So glad I represent speakers and presenters that learned this message a long time ago! We are right on target and we know how to bring the “WOW” factor to you!  This also applies in other arenas of our speaking and learning lives as well! 

Social Innovation Fellows Program - Pop!Tech 2008

Today’s audiences expect more from a speaker than the traditional lecture.

They want to be inspired, motivated, entertained and learn relevant take aways that they can apply immediately.

They are not satisfied with sitting passively listening to monologues and panel platitudes. They want to actively participate in an education session.

The End Of A Speaker-Expert Era

For the past 10-20 years, the focus of conference education sessions and keynotes has been on the speaker. Speakers acted as performers on the stage. They were the center of the attention. Conference organizers spent considerable amount of time securing speakers that could wow audiences’ with their oratory skills.

We marketed their names and expertise. We felt that speakers attracted our audiences.

We now know differently. It’s not the speaker that drives registration. It’s whether the content solves the attendees’ problems.

Don’t get me wrong, there will probably always be a place for one or two inspirational, motivation conference speakers but they are limited.

The Shift From Speaker To Facilitator Won’t Be Easy

The emphasis is shifting. We are shifting from a speaker-centric, expert-emphasis conference to attendee-emphasis and learner-centric conference.

This shift is not one that will be easy for most speakers, especially professional speakers and professors that are stuck in traditional lecture models. It is not the way most of us were taught in school. And it’s not the way most of us usually present.

Some professional speakers will denounce these methods of shifting to a facilitator and exclaim that the old ways will still work. They do not believe in evidence based education that proves lectures don’t provide the ROI for learning.

As Nobel-winning psychologist Daniel Kahneman and author of the indispensable 2012 Thinking, Fast and Slow, says, “The confidence people have in their beliefs is not a measure of quality of evidence but of the coherence of the story the mind has managed to construct.” Other cognitive psychologists like Dr. Daniel Willingham call our beliefs based on our experience “conformational bias.”

And trust me, many professional and industry speakers will denounce this needed change based on their flawed conformational bias.

Speakers Have To Shift From Being The Focus To Facilitator

Audiences are demanding that speakers shift from being great orators and entertainers to facilitators of learning experiences.

Speakers as facilitators:

1. Let audiences become participants and do more learning tasks.

These speaker-facilitators don’t come to session with scripted presentations and everything planned. Instead, they come prepared and part of the plan is to allow participants to do the work of learning.

2. Do less telling so the audience can do more discovering.

Speakers are known for telling audiences too much content. They tell them what they are going to talk about, they talk about it and then they recap it. This much telling is a vicious cycle. Speakers spend extraordinary amounts of time preparing their speeches. They do all the learning and then think they can hand that knowledge to audiences.

Instead, speakers should be asking, “Why am I telling them this? Have I bought into the myth that I can distribute knowledge from my mouth?”

3. Focus on instructional design work more carefully.

Instead of organizing the content that will be spoken, speakers as facilitators spend time and effort designing activities that now engage adults as learners. They focus on creating significant learning experiences which is different from have audiences listen to a lecture.

4. Design learning experiences that motivate participant involvement and participation.

The object is to draw an adult into the content so they are energized before they realize it. The adults do the work instead of just reciting what the speaker said. These experiences take audiences from their current knowledge and skill level to a new place of competence. These learning experiences develop content knowledge and learning skills at the same time.

5. Explicitly model how experts learn.

These speakers demonstrate how experts approach learning and tasks. Presenters specifically discuss learning processes they use when solving problems, discovering new content and confronting difficult issues.

6. Encourage adults to learn from and with each other.

They value peer to peer learning and group work. They place their beliefs in the evidence that peer learning and group work increases knowledge retention and application.

7. Promote evaluation that leads to learning.

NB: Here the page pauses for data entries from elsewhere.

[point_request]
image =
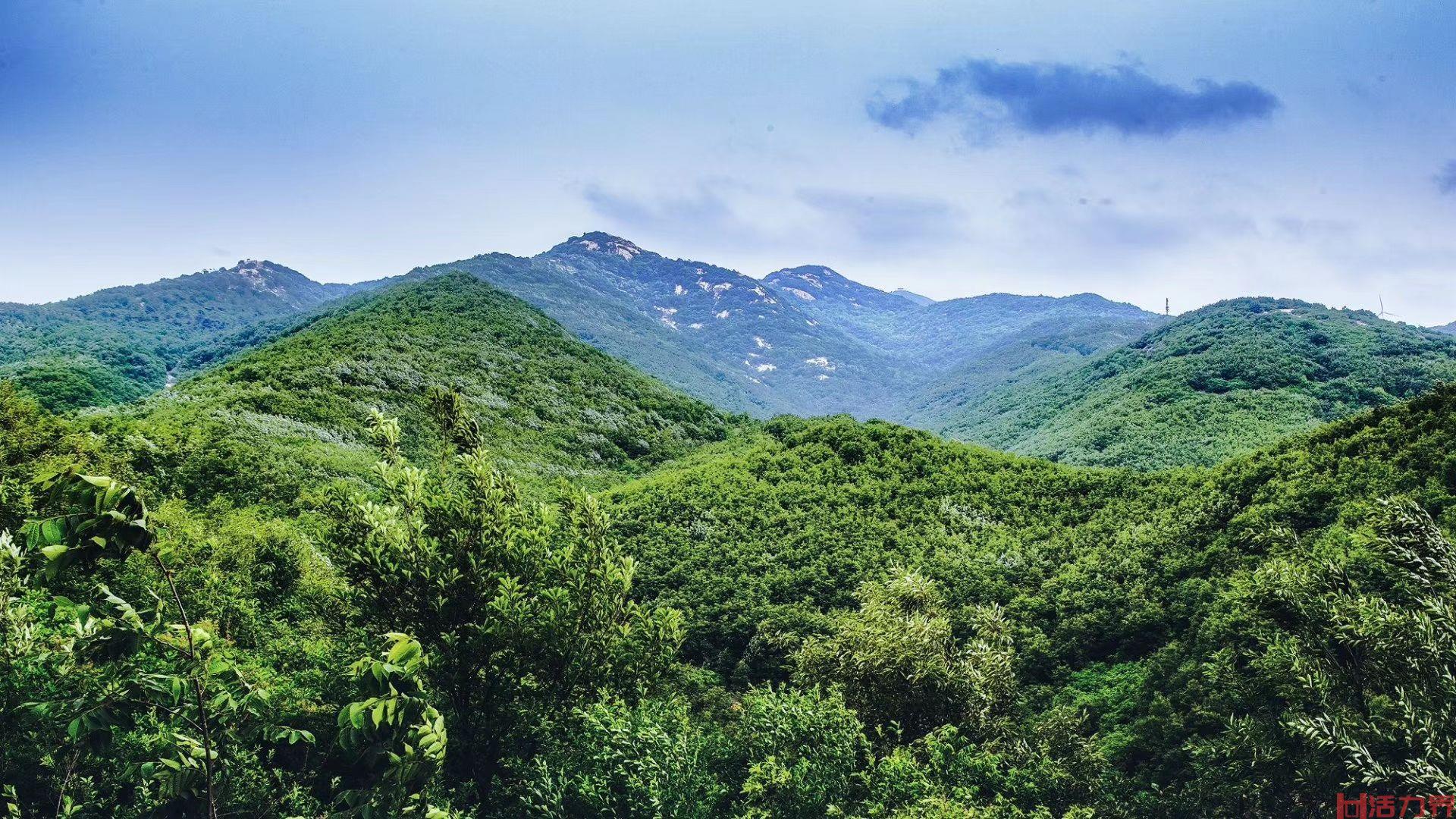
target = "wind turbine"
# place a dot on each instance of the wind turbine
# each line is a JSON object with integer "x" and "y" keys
{"x": 1382, "y": 314}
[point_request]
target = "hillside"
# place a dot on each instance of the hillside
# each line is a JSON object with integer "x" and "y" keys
{"x": 549, "y": 407}
{"x": 1142, "y": 599}
{"x": 120, "y": 344}
{"x": 712, "y": 333}
{"x": 873, "y": 621}
{"x": 1216, "y": 382}
{"x": 802, "y": 340}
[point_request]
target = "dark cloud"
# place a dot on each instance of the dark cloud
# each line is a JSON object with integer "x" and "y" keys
{"x": 886, "y": 221}
{"x": 1050, "y": 98}
{"x": 1446, "y": 178}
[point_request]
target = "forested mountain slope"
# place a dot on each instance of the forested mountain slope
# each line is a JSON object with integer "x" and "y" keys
{"x": 293, "y": 413}
{"x": 1172, "y": 608}
{"x": 874, "y": 621}
{"x": 804, "y": 340}
{"x": 1216, "y": 382}
{"x": 120, "y": 344}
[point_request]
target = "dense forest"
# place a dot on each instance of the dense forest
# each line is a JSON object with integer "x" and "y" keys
{"x": 428, "y": 554}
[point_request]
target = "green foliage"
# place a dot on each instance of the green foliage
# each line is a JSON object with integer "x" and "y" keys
{"x": 529, "y": 608}
{"x": 121, "y": 344}
{"x": 1222, "y": 381}
{"x": 900, "y": 665}
{"x": 294, "y": 413}
{"x": 397, "y": 736}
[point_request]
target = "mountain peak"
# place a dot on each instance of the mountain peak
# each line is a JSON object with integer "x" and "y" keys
{"x": 826, "y": 286}
{"x": 599, "y": 242}
{"x": 912, "y": 297}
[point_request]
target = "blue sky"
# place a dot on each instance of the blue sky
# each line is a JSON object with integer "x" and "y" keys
{"x": 1147, "y": 150}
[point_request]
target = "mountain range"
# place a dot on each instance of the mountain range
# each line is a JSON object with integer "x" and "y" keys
{"x": 1079, "y": 379}
{"x": 865, "y": 620}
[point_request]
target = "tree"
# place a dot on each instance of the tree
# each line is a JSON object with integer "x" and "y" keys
{"x": 1363, "y": 648}
{"x": 134, "y": 668}
{"x": 395, "y": 736}
{"x": 528, "y": 608}
{"x": 899, "y": 662}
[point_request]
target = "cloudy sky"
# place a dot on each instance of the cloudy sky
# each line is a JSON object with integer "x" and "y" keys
{"x": 1147, "y": 150}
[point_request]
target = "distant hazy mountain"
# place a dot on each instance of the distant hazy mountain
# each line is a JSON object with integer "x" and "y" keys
{"x": 118, "y": 344}
{"x": 548, "y": 404}
{"x": 1216, "y": 382}
{"x": 913, "y": 297}
{"x": 802, "y": 340}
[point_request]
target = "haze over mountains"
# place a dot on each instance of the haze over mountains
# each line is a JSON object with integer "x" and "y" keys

Speakers as facilitators are not satisfied with smile-sheet evaluations and butt-time lectures. They realize the importance of providing feedback during peer and group work. They look critically at their own work and ask audiences for feedback as well. They care constantly evaluating the session to see if their participants are really learning and understanding.

Sources: “Where the evidence of actual learning works,” by J. Michaels, Advances in Physiology Education, 2006; Improving Learning New Perspectives, P. Ramsden, 1988; Learning Centered Teaching by Maryellen Weimer.

This is part five in the series: It Is Time To Revolutionize Conferences

How can conference organizers help volunteer committees understand the shift from expert-centered to learner centric education sessions? What types of resistance do speakers and some audiences display towards a more participatory conference education session?